Jacob thought this was a good idea, and so set off, no doubt a little anxiously, in case Esau was following..   Jacob now had a mission – both to get away from Esau, but also to find a wife. 

On his way, he stops and camps at a certain place. While he slept, he had a dream that he saw a ladder – though probably more correctly interpreted a “staircase” reaching from earth to heaven.  And on this staircase were angels ascending and descending.     And there standing alongside him was the Lord, who made a promise – a covenant with Jacob – to be with him and to bless him. ( 28:10-15)

            Jacob was in fear of his life and running away from his brother! – yet in that very human situation, quite unexpectedly, God met with Jacob.

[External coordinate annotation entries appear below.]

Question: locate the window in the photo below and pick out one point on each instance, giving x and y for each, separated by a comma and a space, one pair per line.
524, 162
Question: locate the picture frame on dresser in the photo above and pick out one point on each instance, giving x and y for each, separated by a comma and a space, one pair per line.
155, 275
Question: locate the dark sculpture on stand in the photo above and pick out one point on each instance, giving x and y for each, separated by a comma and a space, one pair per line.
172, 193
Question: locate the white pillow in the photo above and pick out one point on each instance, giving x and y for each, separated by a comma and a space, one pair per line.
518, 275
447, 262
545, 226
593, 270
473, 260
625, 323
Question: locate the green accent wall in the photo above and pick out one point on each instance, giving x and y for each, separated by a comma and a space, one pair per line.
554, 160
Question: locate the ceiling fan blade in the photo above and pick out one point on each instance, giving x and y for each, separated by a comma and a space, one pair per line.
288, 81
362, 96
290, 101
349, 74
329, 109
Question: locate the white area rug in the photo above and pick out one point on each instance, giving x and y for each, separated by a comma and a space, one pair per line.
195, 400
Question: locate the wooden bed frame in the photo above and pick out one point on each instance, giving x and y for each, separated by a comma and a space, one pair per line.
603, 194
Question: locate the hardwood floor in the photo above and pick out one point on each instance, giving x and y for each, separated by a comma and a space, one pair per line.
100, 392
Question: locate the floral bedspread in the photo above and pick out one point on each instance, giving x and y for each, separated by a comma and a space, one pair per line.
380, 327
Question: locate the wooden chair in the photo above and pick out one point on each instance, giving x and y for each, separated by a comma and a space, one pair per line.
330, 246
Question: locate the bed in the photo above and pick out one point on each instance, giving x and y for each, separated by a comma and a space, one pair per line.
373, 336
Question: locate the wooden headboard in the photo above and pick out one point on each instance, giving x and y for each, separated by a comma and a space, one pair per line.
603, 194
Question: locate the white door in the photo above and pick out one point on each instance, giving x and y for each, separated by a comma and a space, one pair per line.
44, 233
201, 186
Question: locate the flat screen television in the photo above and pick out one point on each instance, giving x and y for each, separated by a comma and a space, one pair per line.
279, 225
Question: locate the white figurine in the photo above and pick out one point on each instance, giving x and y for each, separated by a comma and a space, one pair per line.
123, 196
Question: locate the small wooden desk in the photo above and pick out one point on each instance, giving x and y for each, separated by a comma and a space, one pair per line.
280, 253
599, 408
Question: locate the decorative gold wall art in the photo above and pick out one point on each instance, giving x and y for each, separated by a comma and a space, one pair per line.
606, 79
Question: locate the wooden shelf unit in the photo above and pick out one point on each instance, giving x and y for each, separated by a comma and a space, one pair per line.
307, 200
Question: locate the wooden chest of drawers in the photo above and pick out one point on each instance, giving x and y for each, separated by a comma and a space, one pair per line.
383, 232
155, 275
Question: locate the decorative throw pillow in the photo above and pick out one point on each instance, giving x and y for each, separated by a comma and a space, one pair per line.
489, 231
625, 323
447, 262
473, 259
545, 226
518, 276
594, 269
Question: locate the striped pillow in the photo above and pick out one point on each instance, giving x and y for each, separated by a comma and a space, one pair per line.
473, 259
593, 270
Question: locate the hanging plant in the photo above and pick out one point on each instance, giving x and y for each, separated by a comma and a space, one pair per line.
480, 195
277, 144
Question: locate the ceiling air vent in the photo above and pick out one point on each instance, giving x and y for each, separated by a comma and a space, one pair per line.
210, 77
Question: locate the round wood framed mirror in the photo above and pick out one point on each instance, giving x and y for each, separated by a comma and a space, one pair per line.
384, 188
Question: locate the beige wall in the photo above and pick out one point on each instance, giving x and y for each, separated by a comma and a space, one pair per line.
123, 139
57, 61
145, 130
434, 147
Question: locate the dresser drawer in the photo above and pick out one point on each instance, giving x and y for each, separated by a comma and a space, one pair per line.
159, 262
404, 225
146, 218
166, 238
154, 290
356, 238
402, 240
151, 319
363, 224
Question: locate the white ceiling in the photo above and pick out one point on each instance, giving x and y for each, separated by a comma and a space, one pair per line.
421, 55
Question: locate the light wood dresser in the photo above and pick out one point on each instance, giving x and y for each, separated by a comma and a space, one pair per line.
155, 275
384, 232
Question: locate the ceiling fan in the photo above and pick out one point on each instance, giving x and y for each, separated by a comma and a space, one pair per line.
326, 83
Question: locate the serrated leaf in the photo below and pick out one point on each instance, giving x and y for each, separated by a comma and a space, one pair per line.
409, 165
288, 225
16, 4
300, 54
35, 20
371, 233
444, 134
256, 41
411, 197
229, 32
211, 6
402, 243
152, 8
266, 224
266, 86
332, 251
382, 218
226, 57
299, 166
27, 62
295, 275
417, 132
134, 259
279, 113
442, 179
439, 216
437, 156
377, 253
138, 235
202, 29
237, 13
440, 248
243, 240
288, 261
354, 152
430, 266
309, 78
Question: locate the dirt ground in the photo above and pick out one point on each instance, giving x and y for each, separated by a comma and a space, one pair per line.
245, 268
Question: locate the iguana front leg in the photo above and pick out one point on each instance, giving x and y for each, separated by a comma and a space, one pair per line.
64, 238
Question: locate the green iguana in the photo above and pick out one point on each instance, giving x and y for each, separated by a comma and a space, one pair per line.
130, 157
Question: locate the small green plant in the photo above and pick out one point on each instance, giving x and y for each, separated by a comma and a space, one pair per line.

  Scratch the surface of the lives of many people and you will find that God met them when they were least expecting it, or even when they were running away from God.  Maybe God first caught your attention in some similar situation?   God meets us where we are, often uninvited; usually unexpectedly.   The same happened with Jesus’ disciples in our New Testament reading.  In the midst of their work –  Jesus interrupted and said “Follow me”. 

            Jacob went looking for a wife – and in the process found God ( or should I say  - God found him) in a personal experience.

Yes – quite often God intervenes – almost miraculously, in our lives and we find ourselves experiencing God in a way we find hard to describe.

            But at other times – like tonight – we have come, deliberately, I hope, to meet with God, to talk with God, to worship God and maybe to unburden our hearts to God..

Our intention in coming here is not just to enjoy this Cathedral, not just to appreciate the music, or the prayers, or the formal atmosphere of choral Evensong – but first and foremost to meet with God. 

 And if we come with a desire to know God more in our lives – if we come with a desire to DO God’s will in our lives and to live out the Christian calling in our work and at home  - then we have God’s promise  that we will indeed find Him. For he has said  (Jer.29:12)

“You will come and pray to me, and I will answer you. You will seek me, and you will find me because you will seek me with all your heart.”

Often God seeks us out, and intervenes unexpectedly in our lives;. But always – when we seek Him – He will come to us, and make Himself and His will and way, known to us.